Copyright 2002 Newsday, Inc.
"Newsday" (New York, NY)
March 12, 2002 Tuesday ALL EDITIONS
SECTION: HEALTH & DISCOVERY, Pg. D07
LENGTH: 805 words
Is the Earth 'Young'?
By Bryn Nelson; STAFF WRITER
Santee, Calif.
AS AN ATMOSPHERIC scientist with the U.S. Department of the Interior, Larry
Vardiman used to direct cloud-seeding experiments aimed at increasing the
snowpack in the Sierra Nevadas north of here. As the current coordinator
for the largest project ever undertaken by the Institute for Creation
Research, he laughs that he's simply moved south, from one controversial
scientific project to another.
Based in this San Diego suburb, the RATE project, or Radioisotopes and the
Age of the Earth, is being hailed by its participants as a major
breakthrough. At its core, the project aims to convince people that
radioisotope dating, based on the decay of certain radioactive elements
into other elements, has erroneously added billions of years to Earth's
age. Biblical constraints, as seen by the institute and other creationists,
allow an age of only 6,000 to 10,000 years, at most.
G. Brent Dalrymple, a leading expert on radioisotope dating and professor
emeritus of geology at Oregon State University, says the dating method, as
it's commonly used, takes advantage of the slow decay of elements such as
uranium, rubidium and rhenium. By comparing the ratios of these starting
products to their so-called daughter products such as lead, strontium and
osmium, scientists have developed a series of independent "clocks" that can
date both meteorites from space and minerals and rocks from the moon and
Earth. All of the methods have provided ages in the billions of years.
"I like to tell people if I could prove the Earth was 6,000 years old, why
hesitate?" Dalrymple says. "My goodness, I'd get the Nobel Prize!"
The Institute for Creation Research, however, has launched a full-scale
effort to reinterpret radioisotope dating measurements in the context of a
"young Earth" model - and, in so doing, to take people to a literal
understanding of the Bible.
From a scientific vantage, the goal has become trickier. Sitting at his
cluttered desk, Vardiman says most creation scientists now accept that
radioactive uranium in rocks has, in fact, decayed into lead and other
daughter products, a process observed worldwide. But he and the other RATE
scientists are still seeking the best explanation for why this decay
seemingly suggests ages well beyond 10,000 years.
The current front-runner, supported by Vardiman and five of the six others,
suggests that either a single burst of accelerated decay, or perhaps
several, converted uranium to lead at a fast-forward rate at some time in
the past. Determining the timing of such an event within the confines of a
strictly literal interpretation of the Bible hasn't been easy, however. The
events of Genesis present both windows of opportunity and obstacles.
Vardiman favors a period of accelerated decay during the biblical creation
week, but he notes that the event would be necessarily confined to the
first three days of creation, since rapid decay would wipe out all animal
life forms starting on Day 4.
Another window appears with the arrival of sin and the expulsion of Adam
and Eve from the Garden of Eden. "The difficulty with that one is, if there
was a lot of decay at that point, you've got Adam and Eve there, you've got
their kids - you know, it would have killed them," he says. "So that one's
a problem."
A third explanation supposes rapid decay during the Biblical flood, when
Noah's family would have been protected from radiation by miles of water,
"like a swimming pool reactor." But the water wouldn't have protected them
from radioisotopes decaying within their own bodies, such as potassium-40,
requiring the later arrival of these elemental variants.
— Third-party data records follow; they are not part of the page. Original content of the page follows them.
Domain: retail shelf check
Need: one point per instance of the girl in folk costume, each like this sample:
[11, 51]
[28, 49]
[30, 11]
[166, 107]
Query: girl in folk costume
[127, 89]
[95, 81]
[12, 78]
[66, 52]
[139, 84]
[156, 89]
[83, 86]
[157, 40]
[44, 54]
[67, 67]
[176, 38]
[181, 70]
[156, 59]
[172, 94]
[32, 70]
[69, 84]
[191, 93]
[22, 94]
The theological debate has, in turn, opened the door to more theoretical
arguments. If decay rates were indeed accelerated, did the process affect
only the Earth - or the entire universe? If the latter, how did it affect
the speed of light?
In the project's first phase, the scientists published a 667-page book
outlining their main theories and plan of attack. A follow- up book in 2005
will describe their progress. Private donations have financed more than
$400,000 of the initial $500,000 tab, with a recent annex adding
much-needed space to prepare rock samples for analysis.
Dalrymple, however, says he's at a loss to explain the scientific rationale
for the accelerated uranium decay project.
"Scientifically, it just doesn't make any sense," he told scientists and
journalists last year at the annual conference of the American Association
for the Advancement of Science, held in San Francisco. "In fact, none of
the RATE experiments make any scientific sense, and I think it highly
unlikely that the outcome will enlighten us about the age of the Earth or
any other important subjects, for that matter."